BERLIN (Reuters) - Chancellor Angela Merkel’s conservatives were poised to cling to power in Sunday’s election in the east German state of Saxony but new right-leaning rival Alternative for Germany (AfD) made a breakthrough by winning its first seats in a state assembly.
Early results gave Merkel’s Christian Democrats (CDU) nearly 40 percent of the vote, which would be their worst performance in a state they have run since German unification. The hardline Left and Social Democrats (SPD) were running second and third.
The AfD, founded in early 2013 to oppose the euro zone bailouts, was set to beat all forecasts with 10 percent in the first of three eastern elections in a fortnight that could see the party establish itself as a force in German politics.
“The AfD has finally arrived on the German party landscape,” said Bernd Lucke, under whose leadership the eurosceptics won seats in the European Parliament in May.
In Saxony it looked likely to overtake established parties such as the Greens and Free Democrats (FDP) - who dropped out of the state assembly in Dresden - and was on course for nearly as many seats as the SPD, Germany’s oldest political party.
CDU state premier Stanislaw Tillich would need a new partner to replace the FDP and is likely to form a coalition with the SPD, who are Merkel’s junior partners in the federal government.
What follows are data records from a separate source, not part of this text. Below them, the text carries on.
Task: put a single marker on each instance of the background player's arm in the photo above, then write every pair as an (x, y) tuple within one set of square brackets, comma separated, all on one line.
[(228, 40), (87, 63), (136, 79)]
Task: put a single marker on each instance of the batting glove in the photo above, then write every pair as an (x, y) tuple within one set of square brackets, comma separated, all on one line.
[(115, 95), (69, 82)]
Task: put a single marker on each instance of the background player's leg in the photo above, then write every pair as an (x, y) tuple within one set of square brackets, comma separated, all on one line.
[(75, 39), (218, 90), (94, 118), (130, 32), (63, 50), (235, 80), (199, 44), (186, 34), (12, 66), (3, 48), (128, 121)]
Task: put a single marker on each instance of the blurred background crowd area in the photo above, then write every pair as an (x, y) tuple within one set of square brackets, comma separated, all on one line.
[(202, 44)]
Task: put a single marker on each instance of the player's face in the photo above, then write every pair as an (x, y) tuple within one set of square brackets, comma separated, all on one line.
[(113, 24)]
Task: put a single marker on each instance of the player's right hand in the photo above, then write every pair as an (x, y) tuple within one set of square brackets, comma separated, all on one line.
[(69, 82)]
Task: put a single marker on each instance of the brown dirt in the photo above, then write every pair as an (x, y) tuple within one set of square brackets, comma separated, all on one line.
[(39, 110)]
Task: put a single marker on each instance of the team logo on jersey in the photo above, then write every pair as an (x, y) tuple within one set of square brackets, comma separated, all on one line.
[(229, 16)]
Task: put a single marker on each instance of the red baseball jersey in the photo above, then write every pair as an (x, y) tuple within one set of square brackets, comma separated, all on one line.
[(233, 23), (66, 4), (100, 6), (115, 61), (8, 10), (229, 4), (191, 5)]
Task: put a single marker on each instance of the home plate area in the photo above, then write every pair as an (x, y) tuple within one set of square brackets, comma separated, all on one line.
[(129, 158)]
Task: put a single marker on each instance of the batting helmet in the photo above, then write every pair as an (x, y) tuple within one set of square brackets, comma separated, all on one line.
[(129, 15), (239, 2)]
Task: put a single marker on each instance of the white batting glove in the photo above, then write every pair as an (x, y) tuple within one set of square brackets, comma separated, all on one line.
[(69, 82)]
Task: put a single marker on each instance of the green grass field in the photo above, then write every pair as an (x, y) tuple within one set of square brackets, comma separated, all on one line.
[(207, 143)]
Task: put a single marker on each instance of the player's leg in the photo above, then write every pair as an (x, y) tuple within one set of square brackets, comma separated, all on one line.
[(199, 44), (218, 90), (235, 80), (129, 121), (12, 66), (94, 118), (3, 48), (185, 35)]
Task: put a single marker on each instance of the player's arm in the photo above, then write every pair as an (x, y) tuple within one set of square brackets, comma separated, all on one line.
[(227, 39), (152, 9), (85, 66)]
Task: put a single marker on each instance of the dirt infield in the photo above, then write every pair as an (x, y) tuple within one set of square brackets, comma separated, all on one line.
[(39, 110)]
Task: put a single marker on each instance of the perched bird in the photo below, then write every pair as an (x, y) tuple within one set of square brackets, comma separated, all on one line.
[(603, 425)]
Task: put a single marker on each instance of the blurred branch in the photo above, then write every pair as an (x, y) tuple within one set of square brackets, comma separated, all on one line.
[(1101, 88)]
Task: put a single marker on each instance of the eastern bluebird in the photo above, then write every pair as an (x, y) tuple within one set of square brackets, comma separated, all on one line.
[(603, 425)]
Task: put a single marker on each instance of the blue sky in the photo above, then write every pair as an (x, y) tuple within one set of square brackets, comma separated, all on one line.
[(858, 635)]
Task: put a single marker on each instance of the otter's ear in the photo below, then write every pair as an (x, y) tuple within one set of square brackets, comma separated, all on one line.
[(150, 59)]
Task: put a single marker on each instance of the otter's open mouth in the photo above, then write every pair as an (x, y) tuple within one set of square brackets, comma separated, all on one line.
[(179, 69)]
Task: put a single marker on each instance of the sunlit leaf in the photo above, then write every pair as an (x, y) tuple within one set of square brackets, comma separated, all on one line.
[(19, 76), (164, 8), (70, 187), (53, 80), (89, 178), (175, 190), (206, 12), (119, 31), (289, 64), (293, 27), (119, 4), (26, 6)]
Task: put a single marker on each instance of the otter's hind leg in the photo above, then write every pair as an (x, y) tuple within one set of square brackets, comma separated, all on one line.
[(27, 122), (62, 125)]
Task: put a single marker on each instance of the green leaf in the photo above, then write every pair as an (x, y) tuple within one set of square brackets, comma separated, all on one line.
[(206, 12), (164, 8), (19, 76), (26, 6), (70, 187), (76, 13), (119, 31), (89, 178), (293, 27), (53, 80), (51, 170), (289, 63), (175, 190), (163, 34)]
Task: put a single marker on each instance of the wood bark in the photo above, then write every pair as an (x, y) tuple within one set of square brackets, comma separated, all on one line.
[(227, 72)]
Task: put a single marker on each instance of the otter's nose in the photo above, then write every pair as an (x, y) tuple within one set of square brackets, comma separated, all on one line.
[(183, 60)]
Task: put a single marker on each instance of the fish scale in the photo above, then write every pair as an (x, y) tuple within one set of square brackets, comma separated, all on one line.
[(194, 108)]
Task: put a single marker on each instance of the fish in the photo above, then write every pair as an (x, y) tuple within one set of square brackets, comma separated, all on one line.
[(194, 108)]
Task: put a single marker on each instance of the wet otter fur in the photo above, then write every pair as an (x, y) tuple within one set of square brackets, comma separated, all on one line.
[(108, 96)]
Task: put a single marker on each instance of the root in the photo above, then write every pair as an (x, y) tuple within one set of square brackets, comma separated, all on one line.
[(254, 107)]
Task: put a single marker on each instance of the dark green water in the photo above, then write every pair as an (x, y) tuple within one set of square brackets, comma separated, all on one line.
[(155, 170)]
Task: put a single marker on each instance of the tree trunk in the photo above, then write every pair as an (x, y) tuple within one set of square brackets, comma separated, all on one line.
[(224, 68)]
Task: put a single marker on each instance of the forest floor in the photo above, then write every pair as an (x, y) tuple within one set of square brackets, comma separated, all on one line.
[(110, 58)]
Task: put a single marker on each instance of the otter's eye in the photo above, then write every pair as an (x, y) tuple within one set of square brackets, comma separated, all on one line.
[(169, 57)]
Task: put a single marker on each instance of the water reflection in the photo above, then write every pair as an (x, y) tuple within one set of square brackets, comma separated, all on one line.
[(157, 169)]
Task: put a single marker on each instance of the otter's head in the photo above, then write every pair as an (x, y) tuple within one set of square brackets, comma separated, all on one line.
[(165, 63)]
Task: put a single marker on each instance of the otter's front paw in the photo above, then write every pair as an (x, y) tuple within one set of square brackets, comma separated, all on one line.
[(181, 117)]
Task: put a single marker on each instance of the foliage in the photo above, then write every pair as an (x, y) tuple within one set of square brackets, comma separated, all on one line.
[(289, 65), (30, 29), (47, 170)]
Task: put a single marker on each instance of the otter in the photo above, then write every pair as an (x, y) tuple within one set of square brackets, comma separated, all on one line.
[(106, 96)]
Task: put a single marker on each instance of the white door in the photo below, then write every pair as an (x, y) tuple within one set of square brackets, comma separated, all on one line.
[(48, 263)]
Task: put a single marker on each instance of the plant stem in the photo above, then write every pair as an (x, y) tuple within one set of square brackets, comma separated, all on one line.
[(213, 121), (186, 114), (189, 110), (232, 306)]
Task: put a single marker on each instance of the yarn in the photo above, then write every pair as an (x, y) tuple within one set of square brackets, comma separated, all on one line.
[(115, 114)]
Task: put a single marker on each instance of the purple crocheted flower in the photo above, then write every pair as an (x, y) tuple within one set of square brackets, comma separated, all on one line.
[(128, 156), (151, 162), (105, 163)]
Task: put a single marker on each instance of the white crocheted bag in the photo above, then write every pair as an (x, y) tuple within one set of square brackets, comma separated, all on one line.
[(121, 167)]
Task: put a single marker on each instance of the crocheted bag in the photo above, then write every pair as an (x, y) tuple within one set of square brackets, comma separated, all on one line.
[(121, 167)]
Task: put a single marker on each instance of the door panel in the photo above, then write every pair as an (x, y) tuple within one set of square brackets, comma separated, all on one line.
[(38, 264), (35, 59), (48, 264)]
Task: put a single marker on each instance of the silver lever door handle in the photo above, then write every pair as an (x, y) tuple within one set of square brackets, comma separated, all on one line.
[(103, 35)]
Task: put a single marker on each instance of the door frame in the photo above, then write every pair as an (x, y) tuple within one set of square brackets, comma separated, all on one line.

Opinion polls show that would be Saxony’s most popular option.
Tillich put an end to weeks of speculation that he might team up with the AfD, which the CDU has attempted to demonise as a fringe movement that flirts with the far right.
“We will TOGETHER look for a coalition partner with whom we can achieve something for the state - and the AfD is certainly not among them,” the state premier told German television.
However, the AfD’s success in Saxony is likely to start a broader debate in the CDU about future cooperation with a party that was founded less than two years ago but is evolving rapidly from a single-issue eurosceptic movement into a law-and-order party that could chip away at Merkel’s conservative hegemony.
The AfD stands a chance of winning seats in two more eastern states, Thuringia and Brandenburg, on Sept. 14 and could poach more CDU votes. Public broadcaster ARD calculated that 35,000 CDU voters switched allegiance to the AfD in Saxony, more than those abandoning the FDP for the eurosceptic party.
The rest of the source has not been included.